St. Mary-Corwin Medical Center in Pueblo and Penrose Hospital in Colorado Springs are proud to offer robotic-arm assisted total knee and partial knee replacements with Stryker’s Mako System. This highly advanced robotic technology transforms the way joint replacement surgery is performed, enabling surgeons to have a more predictable surgical experience with increased accuracy.
The demand for joint replacements is expected to rise in the next decade. Total knee replacements in the United States are estimated to increase by 673 percent by 2030. Yet studies have shown that approximately 30 percent of patients are dissatisfied after conventional surgery.
“With Mako, we can provide each patient with a personalized surgical experience based on their specific diagnosis and anatomy,” said Dr. Matthew Simonich of Pueblo Bone & Joint and first to perform surgery at St. Mary-Corwin using the Mako robot. “Using a virtual 3D model, Mako allows surgeons to create each patient’s surgical plan pre-operatively before entering the operating room. During surgery, we can validate that plan and make any necessary adjustments while guiding the robotic-arm to execute that plan. It’s exciting to be able to offer this transformative technology across the joint replacement service line to perform total knee and partial knee replacements.”
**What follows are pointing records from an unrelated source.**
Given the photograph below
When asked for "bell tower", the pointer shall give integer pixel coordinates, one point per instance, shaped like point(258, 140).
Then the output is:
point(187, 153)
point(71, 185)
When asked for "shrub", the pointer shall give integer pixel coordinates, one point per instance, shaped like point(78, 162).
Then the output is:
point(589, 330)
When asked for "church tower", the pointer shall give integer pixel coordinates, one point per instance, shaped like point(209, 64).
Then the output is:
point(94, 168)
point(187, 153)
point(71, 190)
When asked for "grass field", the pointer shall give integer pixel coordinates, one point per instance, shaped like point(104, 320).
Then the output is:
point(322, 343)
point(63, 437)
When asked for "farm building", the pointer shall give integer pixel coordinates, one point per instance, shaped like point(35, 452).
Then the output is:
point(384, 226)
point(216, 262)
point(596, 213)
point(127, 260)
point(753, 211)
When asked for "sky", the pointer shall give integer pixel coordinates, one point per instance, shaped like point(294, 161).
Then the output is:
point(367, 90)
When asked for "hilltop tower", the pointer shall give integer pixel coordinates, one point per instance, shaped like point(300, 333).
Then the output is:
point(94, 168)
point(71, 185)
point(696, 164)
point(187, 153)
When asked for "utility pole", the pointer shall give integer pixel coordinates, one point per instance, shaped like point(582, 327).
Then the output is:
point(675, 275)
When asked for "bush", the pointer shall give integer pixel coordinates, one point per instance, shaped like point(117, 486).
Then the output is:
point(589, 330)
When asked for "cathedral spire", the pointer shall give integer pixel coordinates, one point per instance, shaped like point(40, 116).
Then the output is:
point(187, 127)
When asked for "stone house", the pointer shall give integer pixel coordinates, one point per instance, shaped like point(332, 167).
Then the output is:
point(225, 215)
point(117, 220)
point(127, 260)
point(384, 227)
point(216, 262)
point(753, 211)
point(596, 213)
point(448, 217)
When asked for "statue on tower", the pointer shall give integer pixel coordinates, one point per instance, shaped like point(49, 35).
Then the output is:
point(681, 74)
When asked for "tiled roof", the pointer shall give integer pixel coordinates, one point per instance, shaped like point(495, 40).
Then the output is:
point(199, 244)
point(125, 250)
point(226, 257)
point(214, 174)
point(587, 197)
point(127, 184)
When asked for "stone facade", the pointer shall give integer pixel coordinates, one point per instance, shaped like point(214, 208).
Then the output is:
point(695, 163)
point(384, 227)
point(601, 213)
The Mako Total Knee application is a knee replacement treatment option designed to relieve the pain caused by joint degeneration due to osteoarthritis. Through CT-based 3D modeling of bone anatomy, surgeons can use the Mako System to create a personalized surgical plan and identify the implant size, orientation and alignment based on each patient’s unique anatomy. The Mako System also enables surgeons to virtually modify the surgical plan intra-operatively and assists the surgeon in executing bone resections.
The Mako Partial Knee application is a treatment option designed to relieve the pain caused by joint degeneration due to osteoarthritis that has not yet progressed to all three compartments of the knee. Following the personalized pre-operative plan, the surgeon guides the robotic-arm during bone preparation to execute the pre-determined surgical plan and position the implant. By selectively targeting only the part of the knee damaged by osteoarthritis, surgeons can resurface the diseased portion of the knee, while helping to spare the healthy bone and ligaments surrounding the knee joint. Studies have shown robotic-arm assisted partial knee replacement to be two to three times more accurate than manual partial knee replacement procedures.
“We are proud to be the first hospital to offer this highly advanced robotic technology in our area,” said Mike Cafasso, President and CEO of St. Mary-Corwin Medical Center. “The addition of Mako to our orthopedic service line further demonstrates our commitment to provide the community with outstanding healthcare.”